Tue Jan 10 12:12:00 GMT 2012

http://gcc.gnu.org/bugzilla/show_bug.cgi?id=50176

--- Comment #10 from Richard Guenther <rguenth at gcc dot gnu.org> 2012-01-10 12:11:31 UTC ---
We are expanding from

  # BLOCK 5 freq:9100
  # PRED: 5 [91.0%]  (dfs_back,true,exec) 3 [91.0%]  (true,exec)
  # outptr_89 = PHI <outptr_77(5), outptr_26(3)>
  # col_90 = PHI <col_78(5), 0(3)>
  D.1396_32 = MEM[base: inptr0_14, index: col_90, offset: 0B];
  y_33 = (int) D.1396_32;
  D.1398_35 = MEM[base: inptr1_19, index: col_90, offset: 0B];  <----
  D.1400_38 = MEM[base: inptr2_24, index: col_90, offset: 0B];
  cr.0_40 = (unsigned int) D.1400_38;
  D.1402_41 = cr.0_40 * 4;
  D.1403_43 = Crrtab_42(D) + D.1402_41;
  D.1404_44 = *D.1403_43;
  D.1405_45 = D.1404_44 + y_33;
  D.1406_46 = (sizetype) D.1405_45;
  D.1407_48 = range_limit_47(D) + D.1406_46;
  D.1408_49 = *D.1407_48;
  MEM[base: outptr_89, offset: 0B] = D.1408_49;
  cb.1_51 = (unsigned int) D.1398_35;                  <----------
  D.1411_52 = cb.1_51 * 4;
  D.1412_54 = Cbgtab_53(D) + D.1411_52;
  D.1413_55 = *D.1412_54;
  D.1414_59 = Crgtab_58(D) + D.1402_41;
  D.1415_60 = *D.1414_59;
  D.1416_61 = D.1413_55 + D.1415_60;
  D.1417_62 = D.1416_61 >> 16;
  D.1418_63 = D.1417_62 + y_33;
  D.1419_64 = (sizetype) D.1418_63;
  D.1420_65 = range_limit_47(D) + D.1419_64;
  D.1421_66 = *D.1420_65;
  MEM[base: outptr_89, offset: 1B] = D.1421_66;
  D.1423_71 = Cbbtab_70(D) + D.1411_52;
  D.1424_72 = *D.1423_71;
  D.1425_73 = D.1424_72 + y_33;
  D.1426_74 = (sizetype) D.1425_73;
  D.1427_75 = range_limit_47(D) + D.1426_74;
  D.1428_76 = *D.1427_75;
  MEM[base: outptr_89, offset: 2B] = D.1428_76;
  outptr_77 = outptr_89 + 3;
  col_78 = col_90 + 1;
  if (col_78 != num_cols.2_88)
    goto <bb 5>;

where you can see that we could reduce the lifetime of a QImode register
in favor of a SImode register by moving the extension right after the load.
This is what both -fschedule-insns and -fschedule-insns -fsched-pressure
achieve (which have both good non-regressed code generation).

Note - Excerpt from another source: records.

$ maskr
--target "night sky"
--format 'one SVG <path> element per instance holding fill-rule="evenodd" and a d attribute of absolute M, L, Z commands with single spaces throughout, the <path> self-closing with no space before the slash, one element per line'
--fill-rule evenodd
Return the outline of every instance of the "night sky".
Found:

On the tree level there isn't really an issue apart from the fact that
after expansion combine sees

;; D.1398_35 = MEM[base: inptr1_19, index: col_90, offset: 0B];

(insn 47 46 0 (set (reg:QI 83 [ D.1398 ])
        (mem:QI (plus:SI (reg/v/f:SI 75 [ inptr1 ])
                (reg/v:SI 117 [ col ])) [0 MEM[base: inptr1_19, index: col_90,
offset: 0B]+0 S1 A8])) t.c:42 -1
     (nil))

...

;; MEM[base: outptr_89, offset: 0B] = D.1408_49;

....

(insn 54 53 0 (set (mem:QI (reg/v/f:SI 116 [ outptr ]) [0 MEM[base: outptr_89,
offset: 0B]+0 S1 A8])
        (reg:QI 150)) t.c:45 -1
     (nil))

;; D.1411_52 = cb.1_51 * 4;

(insn 55 54 56 (parallel [
            (set (reg:SI 151)
                (zero_extend:SI (reg:QI 83 [ D.1398 ])))
            (clobber (reg:CC 17 flags))
        ]) t.c:47 -1
     (nil))

thus there is a store between the load and the zero_extend (and combine
only combines forward, not backward):

  /* Verify that I2 and I1 are valid for combining.  */
  if (! can_combine_p (i2, i3, i0, i1, NULL_RTX, NULL_RTX, &i2dest, &i2src)

already fails.

This is a missed optimization on the RTL level.